PHP Nuke as a Web Platform

Unless your client has any specific reasons for using it I'd say sack it off and use wordpress.

It is odd that your client would be dictating what you use on the technical side of things. A good wordpress theme can do exactly what phpnuke does for a small price.

With iam here. Why the need for php-nuke?

From Wikipedia:

Several security holes have been discovered in PHP-Nuke, including SQL injection via unchecked PHP code.[2][3] PHP-Nuke may have issues with some search engine indexes. PHP-Nuke does not use simple URLs or unique titles for pages..

From its own site:

PHP-Nuke is back with its new version 8.3 absolutely free.
PHP-Nuke 8.3.2 fix some security issues and become compatible with PHP 5.3.

PHP5.3 ?! (Nov 2009 - June 2013)

The site is horrendous to navigate and if it's built upon its own cms, then avoid at all costs. If it's not built on phpnuke, then one has to wonder "why not"?

I'm not a hater, but it seems to have well and truly run out of steam.

PHP-Nuke 8.3.2 fix some security issues and become compatible with PHP 5.3.

By the way, this is not even completely true, most of their filters are based on the ereg functions, which are deprecated since 5.3 and vulnerable to the null byte attack.
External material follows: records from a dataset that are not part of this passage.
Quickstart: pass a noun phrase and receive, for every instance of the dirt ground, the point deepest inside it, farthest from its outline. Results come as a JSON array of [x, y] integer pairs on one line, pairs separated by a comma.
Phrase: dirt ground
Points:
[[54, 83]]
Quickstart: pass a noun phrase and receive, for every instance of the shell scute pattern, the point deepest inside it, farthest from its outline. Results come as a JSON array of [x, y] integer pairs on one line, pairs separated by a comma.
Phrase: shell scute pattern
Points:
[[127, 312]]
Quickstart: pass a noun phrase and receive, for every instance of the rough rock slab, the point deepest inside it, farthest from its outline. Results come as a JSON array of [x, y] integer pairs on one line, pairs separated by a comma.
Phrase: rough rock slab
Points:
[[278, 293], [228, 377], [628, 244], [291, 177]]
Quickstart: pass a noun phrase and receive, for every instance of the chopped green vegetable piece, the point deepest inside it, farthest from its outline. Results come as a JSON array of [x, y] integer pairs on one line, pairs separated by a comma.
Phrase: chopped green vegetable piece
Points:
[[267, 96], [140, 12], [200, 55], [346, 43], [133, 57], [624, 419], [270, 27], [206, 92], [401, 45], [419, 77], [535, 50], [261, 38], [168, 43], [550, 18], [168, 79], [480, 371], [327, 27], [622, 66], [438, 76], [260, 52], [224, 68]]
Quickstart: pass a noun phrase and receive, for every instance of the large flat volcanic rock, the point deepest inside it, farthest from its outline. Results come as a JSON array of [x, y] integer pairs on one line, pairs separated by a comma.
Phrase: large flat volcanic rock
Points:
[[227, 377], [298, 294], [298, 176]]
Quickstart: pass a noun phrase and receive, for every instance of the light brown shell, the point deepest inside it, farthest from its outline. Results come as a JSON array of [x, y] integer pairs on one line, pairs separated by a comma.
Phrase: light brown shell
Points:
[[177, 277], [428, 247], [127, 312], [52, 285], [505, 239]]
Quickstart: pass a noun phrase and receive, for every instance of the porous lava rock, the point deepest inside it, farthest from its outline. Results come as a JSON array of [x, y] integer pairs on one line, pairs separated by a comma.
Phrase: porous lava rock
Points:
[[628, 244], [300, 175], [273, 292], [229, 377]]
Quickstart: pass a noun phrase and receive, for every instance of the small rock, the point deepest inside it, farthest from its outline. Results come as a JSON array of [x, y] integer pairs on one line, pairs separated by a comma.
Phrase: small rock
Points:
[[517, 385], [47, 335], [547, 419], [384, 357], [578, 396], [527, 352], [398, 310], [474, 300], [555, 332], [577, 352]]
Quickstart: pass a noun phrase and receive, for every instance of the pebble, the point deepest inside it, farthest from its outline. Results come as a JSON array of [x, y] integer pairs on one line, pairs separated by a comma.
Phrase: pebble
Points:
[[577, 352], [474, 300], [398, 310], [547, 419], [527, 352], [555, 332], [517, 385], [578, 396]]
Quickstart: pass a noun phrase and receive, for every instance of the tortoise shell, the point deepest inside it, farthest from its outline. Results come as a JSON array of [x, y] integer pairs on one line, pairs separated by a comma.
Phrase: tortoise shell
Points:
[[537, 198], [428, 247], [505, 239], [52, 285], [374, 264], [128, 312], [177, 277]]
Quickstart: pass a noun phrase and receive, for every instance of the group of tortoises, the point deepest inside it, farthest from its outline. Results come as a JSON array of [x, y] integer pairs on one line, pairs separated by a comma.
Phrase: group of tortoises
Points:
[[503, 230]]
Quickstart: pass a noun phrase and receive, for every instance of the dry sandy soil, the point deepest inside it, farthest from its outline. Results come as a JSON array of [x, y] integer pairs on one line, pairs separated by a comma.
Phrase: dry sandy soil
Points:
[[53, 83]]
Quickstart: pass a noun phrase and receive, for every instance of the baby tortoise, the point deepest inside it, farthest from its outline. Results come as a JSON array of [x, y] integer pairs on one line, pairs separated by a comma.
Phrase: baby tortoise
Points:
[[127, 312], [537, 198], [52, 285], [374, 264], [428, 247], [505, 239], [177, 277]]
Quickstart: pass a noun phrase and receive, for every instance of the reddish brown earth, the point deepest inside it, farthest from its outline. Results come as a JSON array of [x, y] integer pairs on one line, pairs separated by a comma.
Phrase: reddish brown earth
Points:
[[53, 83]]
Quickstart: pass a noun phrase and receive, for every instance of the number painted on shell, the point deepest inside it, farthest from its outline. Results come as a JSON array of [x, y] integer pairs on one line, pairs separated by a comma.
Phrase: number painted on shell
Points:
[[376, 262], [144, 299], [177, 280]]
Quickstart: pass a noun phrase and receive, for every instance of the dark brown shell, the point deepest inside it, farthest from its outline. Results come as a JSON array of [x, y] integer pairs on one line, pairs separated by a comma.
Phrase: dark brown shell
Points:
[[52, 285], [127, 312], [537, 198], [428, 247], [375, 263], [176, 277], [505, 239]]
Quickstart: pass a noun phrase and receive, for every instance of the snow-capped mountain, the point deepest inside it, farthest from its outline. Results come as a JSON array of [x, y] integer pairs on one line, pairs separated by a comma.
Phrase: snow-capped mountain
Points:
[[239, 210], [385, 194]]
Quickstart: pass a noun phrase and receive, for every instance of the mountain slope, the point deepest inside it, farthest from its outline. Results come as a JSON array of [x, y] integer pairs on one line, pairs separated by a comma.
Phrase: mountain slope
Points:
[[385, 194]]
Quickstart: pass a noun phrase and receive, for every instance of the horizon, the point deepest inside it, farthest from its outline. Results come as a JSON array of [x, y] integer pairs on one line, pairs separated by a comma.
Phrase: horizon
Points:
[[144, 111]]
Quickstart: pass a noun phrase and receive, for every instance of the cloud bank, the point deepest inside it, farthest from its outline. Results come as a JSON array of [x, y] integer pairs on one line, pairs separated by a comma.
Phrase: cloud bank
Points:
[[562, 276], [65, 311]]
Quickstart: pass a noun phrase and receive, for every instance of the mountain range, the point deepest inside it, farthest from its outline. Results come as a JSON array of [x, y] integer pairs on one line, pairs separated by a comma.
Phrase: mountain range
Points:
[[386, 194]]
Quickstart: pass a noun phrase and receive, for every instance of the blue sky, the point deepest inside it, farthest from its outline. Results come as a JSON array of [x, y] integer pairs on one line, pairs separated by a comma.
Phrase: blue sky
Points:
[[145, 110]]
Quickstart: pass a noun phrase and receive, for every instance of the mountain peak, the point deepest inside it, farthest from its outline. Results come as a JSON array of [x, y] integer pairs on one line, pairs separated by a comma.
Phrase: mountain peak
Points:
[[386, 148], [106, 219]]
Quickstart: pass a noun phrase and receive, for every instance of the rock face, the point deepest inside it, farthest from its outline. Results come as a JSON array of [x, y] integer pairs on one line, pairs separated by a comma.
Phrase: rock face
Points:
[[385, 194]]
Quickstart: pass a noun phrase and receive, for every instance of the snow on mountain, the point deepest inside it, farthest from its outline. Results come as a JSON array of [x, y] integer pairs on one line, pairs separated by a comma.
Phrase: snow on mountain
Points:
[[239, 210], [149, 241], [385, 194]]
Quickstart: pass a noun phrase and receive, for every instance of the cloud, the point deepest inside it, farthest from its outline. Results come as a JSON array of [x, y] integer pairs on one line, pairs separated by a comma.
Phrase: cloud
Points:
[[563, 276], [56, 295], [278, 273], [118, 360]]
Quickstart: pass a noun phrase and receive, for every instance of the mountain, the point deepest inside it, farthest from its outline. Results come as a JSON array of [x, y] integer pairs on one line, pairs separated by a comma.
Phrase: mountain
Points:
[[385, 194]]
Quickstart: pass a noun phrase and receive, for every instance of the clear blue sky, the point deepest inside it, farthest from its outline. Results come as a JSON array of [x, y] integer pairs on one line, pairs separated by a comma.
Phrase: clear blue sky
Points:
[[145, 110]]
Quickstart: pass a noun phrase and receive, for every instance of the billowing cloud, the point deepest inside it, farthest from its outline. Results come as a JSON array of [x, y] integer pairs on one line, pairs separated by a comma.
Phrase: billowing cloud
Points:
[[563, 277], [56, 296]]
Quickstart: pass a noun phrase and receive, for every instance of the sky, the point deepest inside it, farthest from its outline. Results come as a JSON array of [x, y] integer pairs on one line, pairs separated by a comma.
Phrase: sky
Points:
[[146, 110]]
For example check their validate mail function at this link:

• https://bitbucket.org/phpnuke/phpnuke/src/988b71c099f0e669459e3c3093a535957ec73ed1/html/mainfile.php?at=master#cl-1393

Now this is the test:

<?php

error_reporting(E_ALL ^ E_DEPRECATED);
$email = $_GET['email'];

function validate_mail($email)
{
    if(strlen($email) < 7 || !eregi("^[_\.0-9a-z-]+@([0-9a-z][0-9a-z-]+\.)+[a-z]{2,6}$", $email))
    {
        return 'E-mail error';
    }

    else
    {
        return $email;
    }
}

echo validate_mail($email);

And submit a link like this:

http://localhost/example.php?email=your@email.com

It will print the mail, correctly, but try for example to add a second string, like another mail or a javascript:

# example 1
http://localhost/example.php?email=your@email.tld%00' or email='attacker@mail.tld'

# example 2
http://localhost/example.php?email=your@email.tld%00<script>alert('hello')</script>

If you add the null byte character %00 then: in the first case you can perform a SQL injection, in the second case you can perform an XSS attack. Now, in case of Google Chrome this code does not execute because of their CSP, and if you open the javascript console you will see why:

The XSS Auditor refused to execute a script in '... link ...' because its source code was found within the request. The auditor was enabled as the server sent neither an 'X-XSS-Protection' nor 'Content-Security-Policy' header.

but the other browsers will still execute the javascript.

More information:

• http://projects.webappsec.org/w/page/13246949/Null%20Byte%20Injection

The client is more familiar with it and he will be doing the updating himself. I am advising him to just use wordpress but he just won't budge. Is wordpress capable of adding a nice forum similar to that of php-nuke?

Unless your client has any specific reasons for using it I'd say sack it off and use wordpress.

It is odd that your client would be dictating what you use on the technical side of things. A good wordpress theme can do exactly what phpnuke does for a small price.

lgnuke.com fix it for php 5.4 and 5.5

I do understand the familiarity of the client, but it is a backward technology. There is a forum extension for wordpress.

PHP nuke is just like Concrete 5 frozen in PHP 5.3.

If you use Wordpress, you can either create or use readily available bridge for wordpress and phpBB. At least, phpBB is now using symfony2 components.

If the client don't like wordpress, there is drupal with advance forum module. Drupal also uses Symfony2 components. Another lightweight CMS would be Pagekit built using symfony2 components and others.